El collar «aro fleco», que es uno los mas significativos y hermosos, lo imaginó para el Museo Nacional Reina Sofía, y para el Museo Patio Herreriano de Valladolid ideó joyas capaces de dialogar con la pintura de Esteban Vicente o Mompó. Pero sin perder nunca la personalidad de Elena Cáncer; no en vano la artista confiesa: «En todas ellas está mi propio espíritu». Tanto es así que cuando le ofrecieron diseñar para uno de los popes franceses de la «haute couture» con la condición de que su nombre no apareciera por parte alguna, su respuesta fue tajante: «De ninguna manera».
«Estudié Filosofía —cuenta—, pero rápidamente me familiaricé con las joyas antiguas, porque al acabar la carrera me fui a vivir a Ibiza donde llegué a tener dos tiendas con bisutería de época, decò, adornos, trajes de los años veinte y treinta... Una estética que me fascinaba. Al mismo tiempo, todo lo que hago está impregnado del Bilbao de mi infancia, de los astilleros, de los grises, de los metales de la empresa metalúrgica que tenía mi padre, y que me hizo amar desde pequeña el óxido de esa ría marrón llena de barcos herrumbrosos, y de la industria. La colección de primavera-verano, de marcado acento geométrico, nace de los engranajes industriales de un puerto imaginario. Raíles, esferas oxidadas, nudos, bollas y otros motivos se perfilan en collares elásticos, brazaletes y colgantes. Ondas de metal que recuerdan las olas, dibujan una serie, mientras redes y anclajes se adivinan en otra».

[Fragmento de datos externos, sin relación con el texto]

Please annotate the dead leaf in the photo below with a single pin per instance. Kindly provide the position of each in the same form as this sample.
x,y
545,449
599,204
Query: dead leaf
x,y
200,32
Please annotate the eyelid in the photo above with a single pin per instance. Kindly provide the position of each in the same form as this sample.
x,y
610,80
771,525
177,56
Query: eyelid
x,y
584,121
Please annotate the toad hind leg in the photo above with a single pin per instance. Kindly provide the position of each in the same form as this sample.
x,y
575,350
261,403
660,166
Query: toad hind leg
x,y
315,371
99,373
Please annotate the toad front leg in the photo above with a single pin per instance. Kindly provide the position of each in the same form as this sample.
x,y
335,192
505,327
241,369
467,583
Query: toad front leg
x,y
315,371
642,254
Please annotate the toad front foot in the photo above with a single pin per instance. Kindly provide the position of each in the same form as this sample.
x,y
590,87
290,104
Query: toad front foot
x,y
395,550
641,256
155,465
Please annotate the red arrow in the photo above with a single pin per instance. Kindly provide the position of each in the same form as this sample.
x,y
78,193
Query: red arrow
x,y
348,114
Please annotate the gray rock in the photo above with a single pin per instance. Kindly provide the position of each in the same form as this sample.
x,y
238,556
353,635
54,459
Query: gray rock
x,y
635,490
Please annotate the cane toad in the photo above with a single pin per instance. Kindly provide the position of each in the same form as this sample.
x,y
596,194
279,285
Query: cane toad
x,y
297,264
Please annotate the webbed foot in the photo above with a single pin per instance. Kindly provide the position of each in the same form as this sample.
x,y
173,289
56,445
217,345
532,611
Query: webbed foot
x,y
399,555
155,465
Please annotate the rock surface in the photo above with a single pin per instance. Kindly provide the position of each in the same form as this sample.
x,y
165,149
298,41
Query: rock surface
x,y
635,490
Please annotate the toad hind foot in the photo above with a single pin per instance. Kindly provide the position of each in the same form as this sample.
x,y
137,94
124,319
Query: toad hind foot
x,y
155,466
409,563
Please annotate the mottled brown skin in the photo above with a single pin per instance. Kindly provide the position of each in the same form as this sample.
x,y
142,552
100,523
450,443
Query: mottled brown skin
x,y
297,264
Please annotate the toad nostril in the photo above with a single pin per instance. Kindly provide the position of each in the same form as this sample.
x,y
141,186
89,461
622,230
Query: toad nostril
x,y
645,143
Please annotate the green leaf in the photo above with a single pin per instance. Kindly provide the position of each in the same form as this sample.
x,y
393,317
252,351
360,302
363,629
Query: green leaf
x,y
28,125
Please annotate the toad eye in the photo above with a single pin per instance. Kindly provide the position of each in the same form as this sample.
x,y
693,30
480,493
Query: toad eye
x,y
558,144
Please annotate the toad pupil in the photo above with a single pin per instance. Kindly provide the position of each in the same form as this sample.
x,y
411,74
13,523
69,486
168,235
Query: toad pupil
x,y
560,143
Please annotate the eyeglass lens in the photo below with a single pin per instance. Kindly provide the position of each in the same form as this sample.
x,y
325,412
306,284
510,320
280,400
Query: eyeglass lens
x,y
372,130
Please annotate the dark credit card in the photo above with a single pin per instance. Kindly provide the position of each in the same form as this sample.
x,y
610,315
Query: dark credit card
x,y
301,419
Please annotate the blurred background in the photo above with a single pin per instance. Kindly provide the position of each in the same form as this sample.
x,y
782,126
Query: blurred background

Por eso, la imaginación de esta joyera está llena de piezas oscuras, a las que el óxido otorga la pátina del tiempo, el aura del enigma, de la fantasía y eso es lo que transporta al que las contempla. «Es muy importante para mí la sugerencia porque abre caminos; las espirales son los sueños, los nudos de los ornamentos son laberintos y preguntas... Esa triple vuelta del collar es una interrogante, porque el misterio es atracción». Y mucho más: emoción.
Su última joya-escultura es un collar elástico rematado con largos flecos. Llegar hasta él no fue fácil. «Llamé a los fabricantes de acero industrial y como, en general, los empresarios españoles son solidarios, enseguida obtuve respuestas. Me mandaron rollos y rollos hasta que encontré uno que me permitía la elasticidad. El material del que están hechas mis piezas es latón, una aleación muy parecida al bronce porque yo busco la forma, lo único que me interesa». Entrelazados, nudos y trenzados para colgantes y brazaletes. Mallas y tejidos metálicos, anatómicos y dúctiles al tacto. No hay dos joyas iguales porque todas están hechas a mano. No hay un solo molde. «De cada treinta piezas —explica Cáncer—, diez perviven al paso del tiempo: todos los meses se vende un “Aspertini” y tiene 18 años». Y allí, entre la obra de la última colección, luce con una actualidad radiante. En Japón lo adoran.
Como sus zapatos-joya, en colaboración con Paco Herrero, con apliques y tacones de bronce, con pulseras al empeine de plata envejecida y púas de cristal negro, o sandalias con brazaletes rematados en bolas. En ellos como en sus collares, sus broches o sus pendientes —no hace sortijas— se adivina un alma de museo. Es la vida eterna que sólo tienen ciertos objetos con los que una se encuentra de vez en cuando en la vida y que en los tiempos difíciles también marcan la diferencia.